Há cerca de 3,7 milhões de anos, no que hoje é a África do Sul, um parente humano atravessou dois momentos evolutivos: a propensão a passar tempo em árvores e a preferência emergente por andar no chão. Esse espécime, denominado StW 573 ou Pé Pequeno (Little Foot, em inglês), era um Australopithecus prometheus.
Cientistas analisaram a junta fossilizada do ombro do hominídeo primitivo e sugerem que o Pé Pequeno já andava ereto, mas também era muito bom em se balançar entre árvores, uma habilidade há muito perdida entre os humanos modernos. A pesquisa que descreve a morfologia da articulação do ombro foi publicada no Journal of Human Evolution.
O fóssil terminou de ser escavado apenas em 2018, mais de 20 anos após sua descoberta. Quando os paleontólogos terminaram de extrair minuciosamente o fóssil puderam vislumbrar mais detalhes das origens humanas.
A equipe de pesquisa inspecionou a cintura peitoral do australopiteco, a omoplata e a clavícula do espécime. Ao comparar a formação da cintura com a de outros parentes humanos, incluindo alguns dos grandes macacos, a equipe descobriu como o Pé Pequeno e outros em sua espécie se moviam.
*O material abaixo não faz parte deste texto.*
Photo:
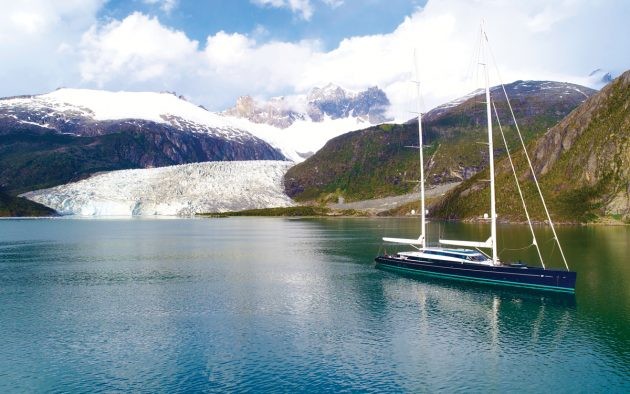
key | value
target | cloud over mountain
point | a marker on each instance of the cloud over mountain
(67, 44)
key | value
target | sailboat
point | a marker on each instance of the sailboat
(468, 262)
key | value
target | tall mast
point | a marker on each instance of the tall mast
(493, 212)
(423, 224)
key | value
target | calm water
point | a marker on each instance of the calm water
(295, 305)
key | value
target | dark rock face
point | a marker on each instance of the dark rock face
(336, 103)
(582, 164)
(330, 101)
(376, 163)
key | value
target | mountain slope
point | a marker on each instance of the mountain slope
(329, 102)
(375, 162)
(69, 134)
(17, 206)
(583, 164)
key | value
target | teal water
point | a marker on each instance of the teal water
(267, 304)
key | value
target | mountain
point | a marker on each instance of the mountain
(375, 162)
(18, 206)
(599, 78)
(175, 190)
(68, 134)
(331, 101)
(582, 163)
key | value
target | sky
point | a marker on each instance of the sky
(213, 51)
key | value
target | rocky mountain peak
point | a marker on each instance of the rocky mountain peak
(331, 101)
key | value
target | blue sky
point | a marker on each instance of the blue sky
(328, 23)
(213, 51)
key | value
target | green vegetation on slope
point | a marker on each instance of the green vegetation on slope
(377, 162)
(298, 211)
(583, 165)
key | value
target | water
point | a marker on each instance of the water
(263, 304)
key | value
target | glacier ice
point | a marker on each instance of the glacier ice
(179, 190)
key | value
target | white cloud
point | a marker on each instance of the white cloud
(136, 49)
(65, 45)
(302, 7)
(38, 40)
(165, 5)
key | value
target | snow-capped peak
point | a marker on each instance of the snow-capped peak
(155, 107)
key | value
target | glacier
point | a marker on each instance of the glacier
(180, 190)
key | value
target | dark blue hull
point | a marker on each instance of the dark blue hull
(522, 276)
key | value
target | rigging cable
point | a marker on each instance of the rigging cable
(518, 186)
(529, 162)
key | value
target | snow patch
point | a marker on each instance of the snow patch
(180, 190)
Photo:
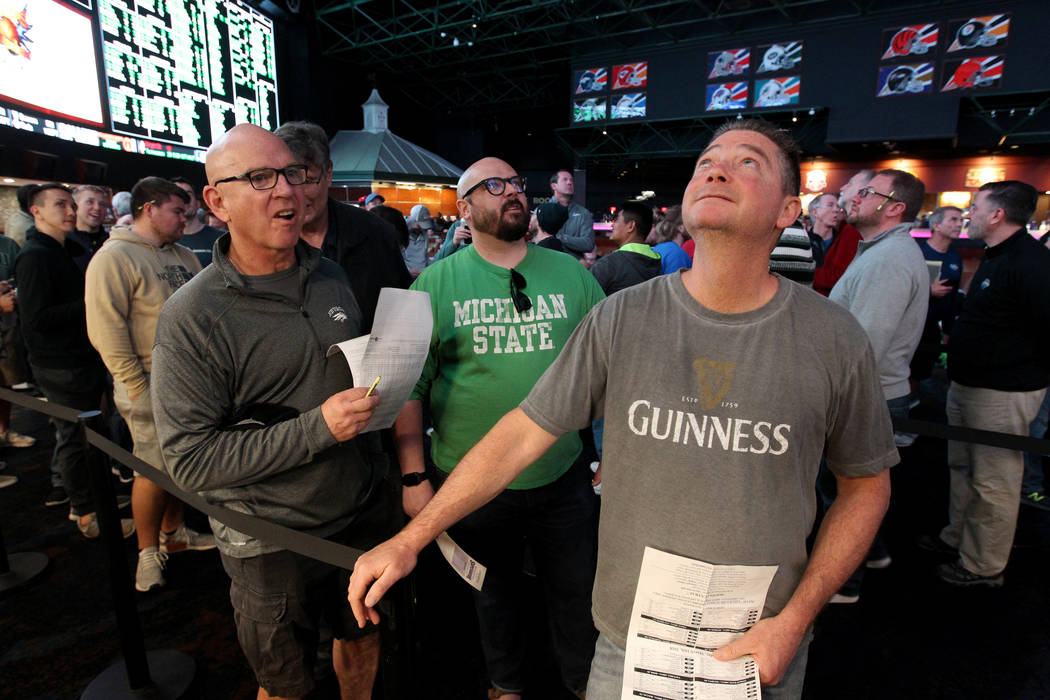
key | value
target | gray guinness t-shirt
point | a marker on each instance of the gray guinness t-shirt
(714, 426)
"Ao compreender como as articulações dos ombros dos primeiros hominídeos são estruturadas e, de forma mais ampla, como suas omoplatas são capazes de se mover sobre os torsos, podemos entender como eles usavam seus membros superiores enquanto interagiam com o meio-ambiente", disse Kristian Carlson, biológico antropólogo da Universidade do Sul da Califórnia e principal autor do novo artigo.
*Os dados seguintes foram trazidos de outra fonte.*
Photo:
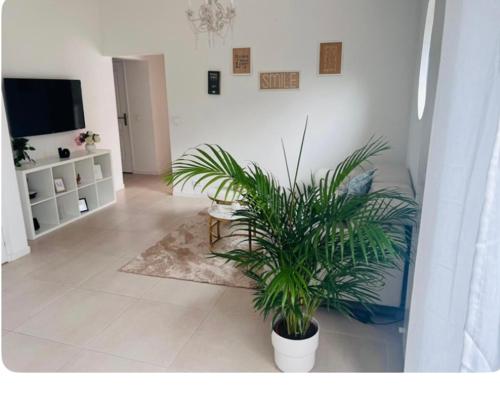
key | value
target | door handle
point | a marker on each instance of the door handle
(124, 117)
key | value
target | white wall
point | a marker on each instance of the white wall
(372, 96)
(14, 244)
(464, 126)
(60, 39)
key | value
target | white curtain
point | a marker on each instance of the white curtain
(482, 329)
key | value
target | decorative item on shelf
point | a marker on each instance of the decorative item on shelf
(63, 153)
(241, 61)
(59, 185)
(97, 172)
(21, 147)
(315, 246)
(330, 57)
(212, 18)
(89, 138)
(214, 82)
(82, 205)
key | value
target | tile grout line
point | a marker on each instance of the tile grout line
(195, 331)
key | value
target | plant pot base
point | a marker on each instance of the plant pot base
(295, 355)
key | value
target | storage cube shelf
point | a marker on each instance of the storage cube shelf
(53, 210)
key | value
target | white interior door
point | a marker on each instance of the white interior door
(123, 116)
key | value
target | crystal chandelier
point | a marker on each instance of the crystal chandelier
(212, 18)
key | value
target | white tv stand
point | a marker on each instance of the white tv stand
(54, 210)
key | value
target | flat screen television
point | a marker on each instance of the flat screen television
(43, 106)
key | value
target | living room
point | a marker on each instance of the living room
(118, 273)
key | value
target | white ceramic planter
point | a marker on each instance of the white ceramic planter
(292, 355)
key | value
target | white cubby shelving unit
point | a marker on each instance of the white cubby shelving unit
(54, 210)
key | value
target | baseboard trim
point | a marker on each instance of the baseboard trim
(187, 194)
(18, 254)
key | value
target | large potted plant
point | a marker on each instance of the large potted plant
(316, 244)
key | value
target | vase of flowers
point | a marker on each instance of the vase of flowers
(21, 147)
(89, 138)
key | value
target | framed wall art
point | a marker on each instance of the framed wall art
(330, 58)
(242, 62)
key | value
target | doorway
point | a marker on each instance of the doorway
(142, 110)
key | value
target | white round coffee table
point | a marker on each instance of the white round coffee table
(218, 214)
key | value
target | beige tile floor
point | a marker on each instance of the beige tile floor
(65, 307)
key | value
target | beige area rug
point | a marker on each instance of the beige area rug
(184, 254)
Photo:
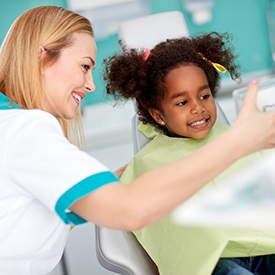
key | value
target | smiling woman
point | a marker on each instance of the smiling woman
(48, 184)
(74, 68)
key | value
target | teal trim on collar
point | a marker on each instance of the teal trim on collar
(78, 191)
(5, 103)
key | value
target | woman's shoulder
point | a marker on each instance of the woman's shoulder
(20, 120)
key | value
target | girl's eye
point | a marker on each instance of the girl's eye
(184, 102)
(205, 96)
(86, 67)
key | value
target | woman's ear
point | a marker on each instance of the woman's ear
(41, 51)
(157, 116)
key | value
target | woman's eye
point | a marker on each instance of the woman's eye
(86, 67)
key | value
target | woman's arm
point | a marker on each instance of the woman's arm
(158, 192)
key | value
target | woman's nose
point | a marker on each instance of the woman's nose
(89, 84)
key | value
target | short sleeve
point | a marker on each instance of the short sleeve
(43, 164)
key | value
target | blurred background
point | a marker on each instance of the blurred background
(108, 127)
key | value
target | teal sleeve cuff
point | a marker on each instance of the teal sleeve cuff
(79, 191)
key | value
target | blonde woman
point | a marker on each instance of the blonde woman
(47, 183)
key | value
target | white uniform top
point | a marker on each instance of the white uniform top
(41, 175)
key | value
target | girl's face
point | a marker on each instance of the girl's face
(67, 80)
(188, 107)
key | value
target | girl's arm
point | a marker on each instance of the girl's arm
(158, 192)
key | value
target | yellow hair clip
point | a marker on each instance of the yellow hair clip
(220, 68)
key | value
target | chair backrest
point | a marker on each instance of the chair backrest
(118, 250)
(147, 31)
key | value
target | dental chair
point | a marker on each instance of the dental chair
(118, 250)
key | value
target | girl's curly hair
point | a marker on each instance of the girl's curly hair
(128, 76)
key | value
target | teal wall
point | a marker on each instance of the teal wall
(246, 20)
Em sua forma sutil, a cintura peitoral do ancestral indica que o hominídeo explorava árvores para sobreviver, talvez para conseguir uma refeição ou para evitar se tornar uma. Isso se alinha com a pesquisa do ano passado sobre as vértebras do espécime, que sugere que o Pé Pequeno era capaz de movimentos de cabeça úteis para escalar que vão além das capacidades humanas modernas. Apesar disso, os pesquisadores concluíram que ele também era ao mesmo tempo bípede, como nós.
A nova descoberta, considerada crucial pelos cientistas na compreensão da teoria da evolução, traz uma comparação interessante com Ardi (um espécime de Ardipithecus ramidus), um parente mais antigo e menos conhecido de 4,4 milhões de anos atrás. Alguns paleoantropólogos sugeriram recentemente que as mãos de Ardi apresentavam estruturas para se balançar em árvores.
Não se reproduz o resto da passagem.